日立製作所(日立、古川一夫社長)とインターネットイニシアティブ(IIJ、鈴木幸一社長)など7社は12月11日、安心・安全なインターネット環境を実現する技術「Secure Service Platform」を開発したと発表した。

 日立製作所(日立、古川一夫社長)とインターネットイニシアティブ(IIJ、鈴木幸一社長)など7社は12月11日、安心・安全なインターネット環境を実現する技術「Secure Service Platform」を開発したと発表した。
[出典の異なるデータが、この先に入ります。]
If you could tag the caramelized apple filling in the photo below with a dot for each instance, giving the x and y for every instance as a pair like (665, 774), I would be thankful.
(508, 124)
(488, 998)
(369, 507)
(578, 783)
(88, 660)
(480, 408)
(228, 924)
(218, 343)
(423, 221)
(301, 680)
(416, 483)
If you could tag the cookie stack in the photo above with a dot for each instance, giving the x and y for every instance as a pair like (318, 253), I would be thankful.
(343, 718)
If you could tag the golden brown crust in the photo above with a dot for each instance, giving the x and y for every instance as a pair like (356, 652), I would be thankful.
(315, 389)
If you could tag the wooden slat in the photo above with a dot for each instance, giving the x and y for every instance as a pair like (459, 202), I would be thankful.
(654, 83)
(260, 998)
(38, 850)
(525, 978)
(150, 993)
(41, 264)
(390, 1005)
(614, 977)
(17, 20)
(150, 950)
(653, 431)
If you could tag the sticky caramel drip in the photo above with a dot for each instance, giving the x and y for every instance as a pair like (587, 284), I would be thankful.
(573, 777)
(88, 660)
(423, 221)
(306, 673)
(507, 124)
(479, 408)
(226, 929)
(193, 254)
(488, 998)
 04年度から総務省に委託され研究していた「高度ネットワーク認証基盤技術に関する研究開発-認証機能を具備するサービスプラットフォーム技術」の成果として発表したもの。日立、IIJのほか、KDDI研究所(秋葉重幸所長)、KDDI(小野寺正社長)、NTTコミュニケーションズ(NTTコム、和才博美社長)、NEC(矢野薫社長)、富士通(黒川博昭社長)の7社が共同で開発した。
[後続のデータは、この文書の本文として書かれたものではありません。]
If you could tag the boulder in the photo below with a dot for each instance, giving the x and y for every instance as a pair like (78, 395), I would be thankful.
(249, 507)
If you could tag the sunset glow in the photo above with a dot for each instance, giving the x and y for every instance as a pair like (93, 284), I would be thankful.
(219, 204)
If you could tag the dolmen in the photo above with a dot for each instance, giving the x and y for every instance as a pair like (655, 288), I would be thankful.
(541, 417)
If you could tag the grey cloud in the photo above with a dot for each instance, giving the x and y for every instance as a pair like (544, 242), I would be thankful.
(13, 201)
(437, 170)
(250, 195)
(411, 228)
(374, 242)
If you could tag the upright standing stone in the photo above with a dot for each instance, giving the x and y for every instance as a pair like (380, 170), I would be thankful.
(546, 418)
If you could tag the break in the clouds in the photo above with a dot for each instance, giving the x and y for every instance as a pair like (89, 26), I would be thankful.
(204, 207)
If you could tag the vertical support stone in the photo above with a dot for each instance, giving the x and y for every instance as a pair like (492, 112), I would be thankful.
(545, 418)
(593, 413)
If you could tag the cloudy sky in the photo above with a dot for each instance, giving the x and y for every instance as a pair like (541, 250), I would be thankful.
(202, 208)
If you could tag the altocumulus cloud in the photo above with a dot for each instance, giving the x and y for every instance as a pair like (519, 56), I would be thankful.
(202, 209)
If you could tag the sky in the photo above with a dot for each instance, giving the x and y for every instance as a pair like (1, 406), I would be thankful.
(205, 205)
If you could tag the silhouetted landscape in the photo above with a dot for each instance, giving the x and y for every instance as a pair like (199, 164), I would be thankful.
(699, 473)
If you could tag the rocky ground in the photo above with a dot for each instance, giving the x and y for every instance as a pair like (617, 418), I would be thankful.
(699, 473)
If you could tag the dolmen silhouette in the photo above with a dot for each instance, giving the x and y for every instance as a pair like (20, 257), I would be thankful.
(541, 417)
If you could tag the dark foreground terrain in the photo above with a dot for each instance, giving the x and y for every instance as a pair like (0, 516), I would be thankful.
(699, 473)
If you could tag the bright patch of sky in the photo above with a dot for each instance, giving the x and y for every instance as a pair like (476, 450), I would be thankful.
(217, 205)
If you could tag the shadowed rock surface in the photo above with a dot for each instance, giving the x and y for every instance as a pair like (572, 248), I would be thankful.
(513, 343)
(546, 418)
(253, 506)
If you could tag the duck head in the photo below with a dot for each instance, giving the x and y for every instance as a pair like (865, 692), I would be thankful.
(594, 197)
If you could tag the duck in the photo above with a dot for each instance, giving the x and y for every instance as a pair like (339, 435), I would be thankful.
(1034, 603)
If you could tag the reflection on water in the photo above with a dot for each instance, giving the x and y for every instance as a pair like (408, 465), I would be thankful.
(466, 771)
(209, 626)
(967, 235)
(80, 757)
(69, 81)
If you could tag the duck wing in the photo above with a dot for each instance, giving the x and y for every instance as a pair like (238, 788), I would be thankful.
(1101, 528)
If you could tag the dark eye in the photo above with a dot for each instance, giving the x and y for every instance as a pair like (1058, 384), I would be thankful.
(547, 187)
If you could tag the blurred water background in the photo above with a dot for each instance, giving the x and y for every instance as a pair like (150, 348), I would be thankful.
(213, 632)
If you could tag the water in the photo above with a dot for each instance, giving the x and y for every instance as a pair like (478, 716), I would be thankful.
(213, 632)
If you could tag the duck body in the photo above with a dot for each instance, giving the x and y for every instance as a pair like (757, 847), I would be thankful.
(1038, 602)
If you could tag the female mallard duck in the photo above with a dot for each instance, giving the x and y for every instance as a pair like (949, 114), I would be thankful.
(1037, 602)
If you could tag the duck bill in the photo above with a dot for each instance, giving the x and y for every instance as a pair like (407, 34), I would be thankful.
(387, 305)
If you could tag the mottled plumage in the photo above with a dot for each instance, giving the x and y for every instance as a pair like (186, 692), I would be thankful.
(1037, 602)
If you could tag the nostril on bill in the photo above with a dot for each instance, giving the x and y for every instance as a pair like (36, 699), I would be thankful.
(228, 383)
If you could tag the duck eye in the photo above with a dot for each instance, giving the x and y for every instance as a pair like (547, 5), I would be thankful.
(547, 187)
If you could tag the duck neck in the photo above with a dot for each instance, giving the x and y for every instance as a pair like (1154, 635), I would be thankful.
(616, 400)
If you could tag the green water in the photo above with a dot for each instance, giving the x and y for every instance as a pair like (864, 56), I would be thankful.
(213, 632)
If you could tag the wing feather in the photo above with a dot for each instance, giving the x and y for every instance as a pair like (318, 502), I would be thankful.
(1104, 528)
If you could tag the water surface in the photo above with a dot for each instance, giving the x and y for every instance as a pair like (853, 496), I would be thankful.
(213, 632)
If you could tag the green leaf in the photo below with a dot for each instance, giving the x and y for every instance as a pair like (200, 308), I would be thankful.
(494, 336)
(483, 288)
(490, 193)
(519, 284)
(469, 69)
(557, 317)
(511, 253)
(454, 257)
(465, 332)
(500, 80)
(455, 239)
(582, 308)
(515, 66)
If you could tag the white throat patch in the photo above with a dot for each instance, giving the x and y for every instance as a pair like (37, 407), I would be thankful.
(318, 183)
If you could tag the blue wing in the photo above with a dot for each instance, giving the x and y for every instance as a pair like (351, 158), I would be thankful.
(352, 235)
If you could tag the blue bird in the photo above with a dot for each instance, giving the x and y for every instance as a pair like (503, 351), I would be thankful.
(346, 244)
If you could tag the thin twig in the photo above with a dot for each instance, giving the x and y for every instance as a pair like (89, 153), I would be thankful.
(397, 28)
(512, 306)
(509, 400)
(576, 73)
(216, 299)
 「Secure Service Platform」は、ネットワーク側に認証をはじめとする高度なセキュリティ機能を備えているのが特徴。そのため、これまでインターネットの利用者が個別に行っていたセキュリティ対策や煩雑な設定が不要となり、安全な環境でインターネットを利用できるという。

 プラットフォームには複雑な設定なしで利用者が誰かをネットワークが認証した上で、プライバシーを保護しながらサービスとの接続ができる「ネットワーク仲介型認証」やネットワークに許可されていない通信や権限のない通信を遮断し不正アクセスを防止する「リアルタイム適応アクセス」といった技術を採用。さらに、ネットワーク回線をサービスの提供・利用者双方の要求と適合させると同時に2者間の通信状態を正確に記録・通知する「通信コーディネーション」などの技術も活用する。

 また、7社と総務省は共同で「Secure Service Platform」の実証実験を公開する。インターネットの利用に興味がある一般のユーザーが対象で、デモシステム体験、プロモーションビデオ上映、パネル展示などを行う。実施会場は日立やIIJなどが運営する6つのショールーム。実施日は、07年1月15日、16日、18日、19日。